The Financial Stability Board has issued a paper on the use of AI and machine learning in finance, warning that their current use creates risks that threaten a crisis.
Banks and hedge funds are understandably eager to draw on the power of artificial intelligence and machine learning. Successful market speculation depends upon recognizing opportunities before others and panning through data to spot emerging trends. This sort of rapid pattern or deviation recognition and risk analysis is the bread and butter of AI.
“AI and machine learning applications show substantial promise if their specific risks are properly managed,” the Financial Stability Board [FSB] said in its report. However, it warned that, “Taken as a group, universal banks’ vulnerability to systemic shocks may grow if they increasingly depend on similar algorithms or data streams.”
Read more: SAP: Banks must prepare for open banking age
AI and machine learning in finance
These technologies are deployed in various aspects of financial services today, including:
- assessing credit quality
- pricing and marketing insurance contracts
- automating client interactions
- optimizing scarce capital
- back-testing models and analyzing the market impact of trading large positions
- finding signals for higher uncorrelated returns
- optimizing trade execution
- ensuring regulatory compliance
- surveillance, data quality assessment and fraud detection.
Fintech: what are the risks?
The danger is that we are becoming too dependent on the emergent capabilities of machine learning. By eliminating the variability of human judgements, financial institutions are all shifting towards a shared view of risk – as decided by AI.
Firms are relying on a small selection of third-party developers and services – meaning the technical foundations that could underpin global financial systems in future are all susceptible to the same potential flaws and risks.

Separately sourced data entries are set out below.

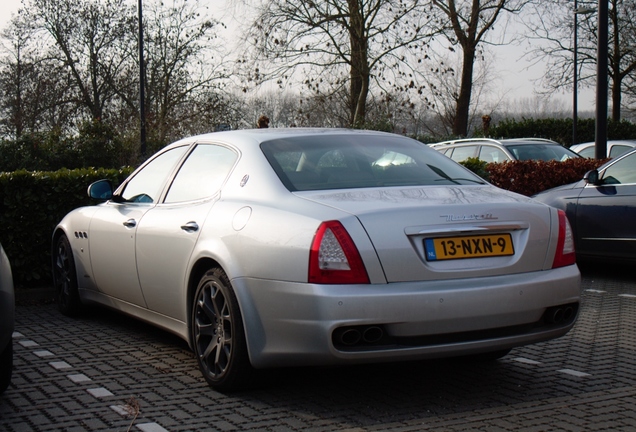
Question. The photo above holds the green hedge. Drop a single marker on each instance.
(532, 176)
(31, 204)
(560, 130)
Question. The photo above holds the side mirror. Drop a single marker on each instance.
(101, 190)
(591, 177)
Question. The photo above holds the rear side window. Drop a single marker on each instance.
(622, 171)
(202, 174)
(462, 153)
(542, 152)
(360, 161)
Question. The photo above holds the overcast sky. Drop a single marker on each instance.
(516, 75)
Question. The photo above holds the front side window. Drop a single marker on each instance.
(492, 154)
(617, 150)
(146, 185)
(360, 161)
(202, 174)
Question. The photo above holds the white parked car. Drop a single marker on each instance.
(512, 149)
(279, 247)
(614, 148)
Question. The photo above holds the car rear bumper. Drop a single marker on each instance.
(304, 324)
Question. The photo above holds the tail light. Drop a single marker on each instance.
(565, 254)
(334, 258)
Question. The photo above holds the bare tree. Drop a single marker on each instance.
(88, 38)
(467, 25)
(553, 27)
(340, 44)
(185, 69)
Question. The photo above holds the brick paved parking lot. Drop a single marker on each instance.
(108, 372)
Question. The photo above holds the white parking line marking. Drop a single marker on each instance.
(99, 392)
(28, 344)
(120, 409)
(574, 373)
(60, 365)
(525, 360)
(78, 378)
(151, 427)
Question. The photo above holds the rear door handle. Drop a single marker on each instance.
(190, 227)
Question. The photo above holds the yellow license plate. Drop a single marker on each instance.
(478, 246)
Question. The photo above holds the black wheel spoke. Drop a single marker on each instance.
(215, 318)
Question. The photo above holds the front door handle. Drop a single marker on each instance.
(130, 223)
(190, 227)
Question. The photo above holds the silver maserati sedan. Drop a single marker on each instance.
(298, 247)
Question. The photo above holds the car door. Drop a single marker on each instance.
(113, 229)
(168, 232)
(605, 213)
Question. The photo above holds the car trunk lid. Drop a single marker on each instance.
(426, 233)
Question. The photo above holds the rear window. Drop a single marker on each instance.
(360, 161)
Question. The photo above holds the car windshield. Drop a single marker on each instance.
(360, 161)
(544, 152)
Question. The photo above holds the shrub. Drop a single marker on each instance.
(31, 204)
(532, 176)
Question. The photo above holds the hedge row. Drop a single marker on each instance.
(559, 130)
(31, 204)
(531, 177)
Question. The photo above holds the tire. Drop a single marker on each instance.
(218, 336)
(6, 366)
(65, 278)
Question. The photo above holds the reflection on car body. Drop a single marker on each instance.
(280, 247)
(7, 317)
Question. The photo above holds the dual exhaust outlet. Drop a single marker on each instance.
(358, 335)
(560, 314)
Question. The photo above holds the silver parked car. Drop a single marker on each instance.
(273, 247)
(491, 150)
(7, 317)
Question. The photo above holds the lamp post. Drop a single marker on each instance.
(142, 83)
(601, 81)
(577, 11)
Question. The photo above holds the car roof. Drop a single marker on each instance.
(630, 143)
(502, 142)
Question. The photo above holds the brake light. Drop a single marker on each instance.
(565, 254)
(334, 258)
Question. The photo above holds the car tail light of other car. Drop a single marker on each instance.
(565, 254)
(334, 258)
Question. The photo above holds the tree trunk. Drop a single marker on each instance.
(359, 87)
(462, 111)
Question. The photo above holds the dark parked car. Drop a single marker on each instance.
(601, 209)
(7, 312)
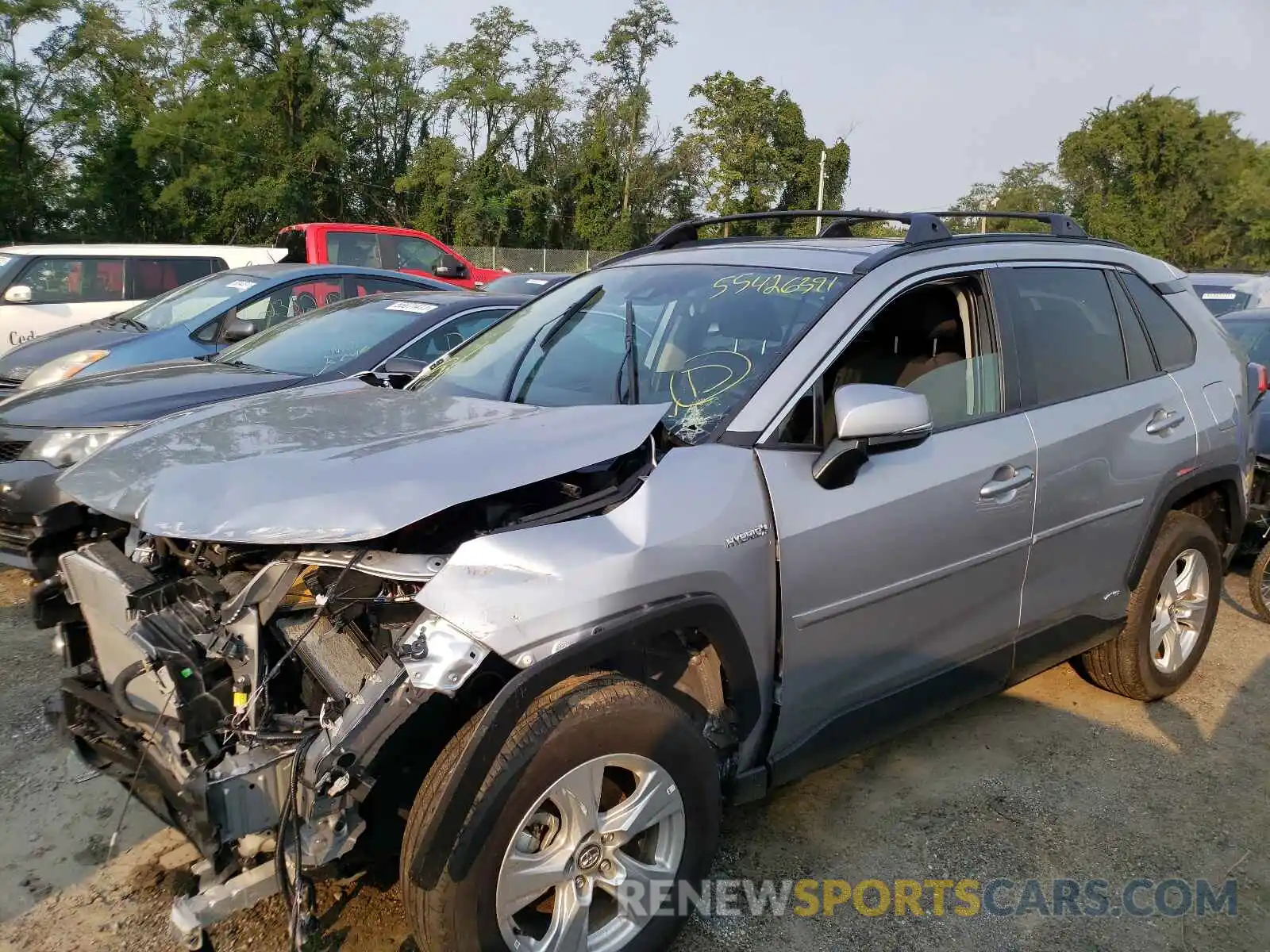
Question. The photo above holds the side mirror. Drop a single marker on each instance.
(450, 267)
(404, 366)
(238, 329)
(869, 416)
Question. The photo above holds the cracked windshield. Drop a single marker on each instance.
(700, 338)
(321, 340)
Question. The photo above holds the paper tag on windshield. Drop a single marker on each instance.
(413, 306)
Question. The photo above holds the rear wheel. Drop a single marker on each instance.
(1172, 615)
(614, 799)
(1259, 584)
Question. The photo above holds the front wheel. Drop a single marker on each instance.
(614, 806)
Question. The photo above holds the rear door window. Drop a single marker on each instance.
(1068, 334)
(416, 254)
(287, 301)
(61, 281)
(1137, 348)
(1172, 340)
(356, 248)
(448, 336)
(361, 287)
(152, 277)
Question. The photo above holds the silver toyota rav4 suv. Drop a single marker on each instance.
(681, 530)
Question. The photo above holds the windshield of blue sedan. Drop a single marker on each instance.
(705, 336)
(329, 338)
(203, 298)
(1254, 334)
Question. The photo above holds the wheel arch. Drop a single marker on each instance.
(1212, 494)
(456, 829)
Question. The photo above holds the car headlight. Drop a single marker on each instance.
(61, 368)
(437, 655)
(63, 448)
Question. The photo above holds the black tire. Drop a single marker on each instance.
(1257, 579)
(1123, 664)
(581, 719)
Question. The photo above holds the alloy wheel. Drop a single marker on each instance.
(1181, 609)
(603, 835)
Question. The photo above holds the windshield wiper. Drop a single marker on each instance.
(548, 340)
(630, 361)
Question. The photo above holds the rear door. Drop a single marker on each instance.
(65, 291)
(1110, 427)
(417, 255)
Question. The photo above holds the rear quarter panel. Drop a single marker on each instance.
(1216, 387)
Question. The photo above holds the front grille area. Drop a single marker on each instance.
(16, 537)
(12, 450)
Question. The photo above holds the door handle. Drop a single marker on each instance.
(1165, 420)
(1007, 484)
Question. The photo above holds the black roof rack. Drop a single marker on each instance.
(924, 230)
(1060, 225)
(922, 226)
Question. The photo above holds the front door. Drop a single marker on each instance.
(899, 593)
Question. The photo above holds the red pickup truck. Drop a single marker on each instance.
(381, 247)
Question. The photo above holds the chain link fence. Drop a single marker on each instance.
(535, 259)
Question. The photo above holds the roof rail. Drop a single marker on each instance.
(922, 226)
(924, 230)
(1060, 225)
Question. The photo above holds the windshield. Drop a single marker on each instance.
(705, 338)
(1237, 294)
(328, 338)
(192, 301)
(525, 283)
(1254, 334)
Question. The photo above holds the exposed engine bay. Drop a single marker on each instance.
(254, 697)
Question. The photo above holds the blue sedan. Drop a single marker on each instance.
(197, 319)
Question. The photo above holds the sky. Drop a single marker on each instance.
(933, 97)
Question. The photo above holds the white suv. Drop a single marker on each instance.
(50, 287)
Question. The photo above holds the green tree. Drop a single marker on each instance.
(33, 158)
(1162, 177)
(383, 107)
(116, 80)
(630, 46)
(257, 144)
(757, 154)
(1032, 187)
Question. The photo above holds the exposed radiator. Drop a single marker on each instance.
(338, 660)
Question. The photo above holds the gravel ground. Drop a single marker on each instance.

The FSB panel, led by Bank of England Governor Mark Carney, cautioned that greater monitoring and testing of fintech solutions is required if we are to avoid potential, currently unforeseen, issues. The difficulty of interpreting machine learning methods introduces unknown risks that are multiplied by their widespread use.
“Many of the models that result from the use of AI or machine learning techniques are difficult or impossible to interpret. The lack of interpretability may be overlooked in various situations, including, for example, if the model’s performance exceeds that of more interpretable models,” claimed the report.
Long-term security and trust
Many machine learning solutions have been ‘trained’ in times of low volatility. There are therefore questions around how the models will react in the face of economic downturn or financial crisis.
This isn’t just an issue of financial risk, cyber-crime is a very real concern too. “These risks may become more important in the future if AI and machine learning are used for ‘mission-critical’ applications of financial institutions,” the FSB said. “Moreover, advanced optimization techniques and predictable patterns in the behaviour of automated trading strategies could be used by insiders or by cyber-criminals to manipulate market prices.”
There is therefore a need to better understand all the implications and intricacies of AI and machine learning applications in finance – as well as data privacy, conduct risks and cybersecurity. The trust of the public, regulators and supervisors all depend on a vigilant long-sighted approach to technology assisted financial modelling.